UCLA Students to Protest Urban Outfitters Over Cruelty
Young Activists Say Alpaca, Wool, Leather, and Other Animal-Derived Materials Belong to Their Original Owners
For Immediate Release:
November 26, 2020
Contact:
David Perle 202-483-7382
On Black Friday—the busiest shopping day of the year—members of the UCLA hub of the PETA-backed group Students Opposing Speciesism (SOS) will gather at an Urban Outfitters store as part of PETA’s international campaign demanding that the company stop selling leather, alpaca fleece, wool, mohair, and anything else obtained from animals. The protesters will hold signs showing the terrified faces of exploited animals and reading, “The Face of Fashion Is Fear.”
“Behind every wool sweater or leather purse on Urban Outfitters’ shelves was a gentle animal who felt pain and fear and didn’t want to suffer for fashion,” says PETA Director of Students Opposing Speciesism Program Rachelle Owen. “PETA is calling on the retailer to stop selling materials stolen from animals and stock only stylish vegan designs like those it already offers.”

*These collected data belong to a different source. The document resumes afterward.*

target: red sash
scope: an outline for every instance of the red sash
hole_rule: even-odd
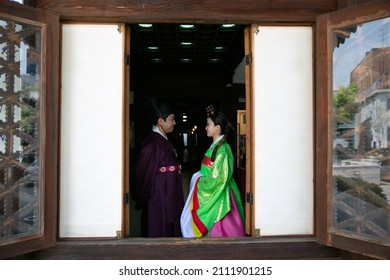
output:
[[[213,163],[214,163],[214,162],[212,162],[212,161],[211,161],[211,158],[209,158],[208,156],[204,156],[204,157],[203,157],[203,160],[202,160],[202,164],[203,164],[203,165],[206,165],[207,167],[210,167],[210,168],[211,168],[211,167],[213,166]]]

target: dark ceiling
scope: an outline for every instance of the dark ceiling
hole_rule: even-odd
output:
[[[236,67],[243,58],[243,28],[221,24],[132,25],[132,43],[144,62]]]
[[[142,79],[145,92],[164,95],[161,98],[179,112],[178,125],[203,125],[206,105],[218,108],[225,97],[225,91],[214,84],[225,88],[244,57],[244,26],[164,23],[130,27],[131,65],[135,69],[131,77]],[[160,83],[159,91],[154,83]],[[175,92],[186,95],[173,97]],[[182,112],[188,116],[186,124],[181,123]]]

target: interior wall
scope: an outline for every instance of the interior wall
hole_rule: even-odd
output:
[[[311,27],[260,26],[254,35],[255,228],[313,233]]]
[[[121,230],[123,33],[62,28],[60,237]]]
[[[245,59],[242,59],[234,71],[233,84],[245,84]]]

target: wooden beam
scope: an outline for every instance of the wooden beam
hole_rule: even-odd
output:
[[[337,9],[337,0],[83,1],[36,0],[63,20],[88,22],[314,22]]]

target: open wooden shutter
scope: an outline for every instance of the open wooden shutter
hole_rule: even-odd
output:
[[[2,1],[0,259],[55,245],[59,18]]]
[[[374,1],[319,16],[316,32],[317,240],[377,258],[390,258],[389,19]]]

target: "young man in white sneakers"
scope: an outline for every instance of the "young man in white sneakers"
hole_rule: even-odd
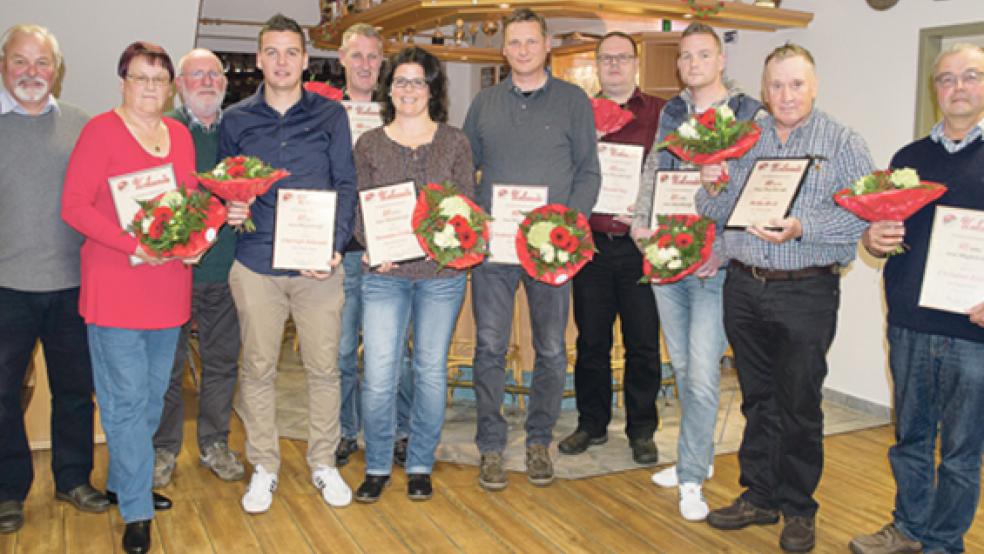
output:
[[[251,205],[256,231],[237,237],[229,273],[242,330],[240,393],[246,457],[253,477],[243,509],[265,512],[273,502],[280,468],[276,427],[277,359],[284,322],[294,319],[308,383],[308,450],[311,480],[331,506],[345,506],[352,491],[335,468],[339,439],[338,340],[345,300],[341,266],[355,219],[355,165],[345,109],[301,87],[307,67],[304,33],[296,21],[275,15],[263,26],[256,65],[263,83],[256,94],[229,108],[222,120],[219,158],[258,156],[291,175]],[[337,197],[334,270],[272,268],[277,190],[334,190]],[[232,202],[241,208],[241,203]]]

PETA launched its campaign against Urban Outfitters, Inc., brands—which also include Anthropologie and Free People—after Anthropologie was implicated in a first-of-its-kind PETA investigation revealing that workers mutilated alpacas during shearing. Other videos have revealed that workers hit, kick, and mutilate gentle sheep for their wool; leave sensitive goats with bloody, gaping wounds at mohair and cashmere operations; burn, electroshock, beat, and slaughter cows for leather; yank out the feathers of ducks and geese by the fistful for down; and boil silkworms alive to produce silk.
Where: Urban Outfitters, 7650 Melrose Ave., Los Angeles
When: Friday, November 27, 4:30 p.m.
SOS is a youth-led revolt against speciesism—the old belief that, despite their unique talents and abilities, other animals are inferior to humans and it’s acceptable to exploit them.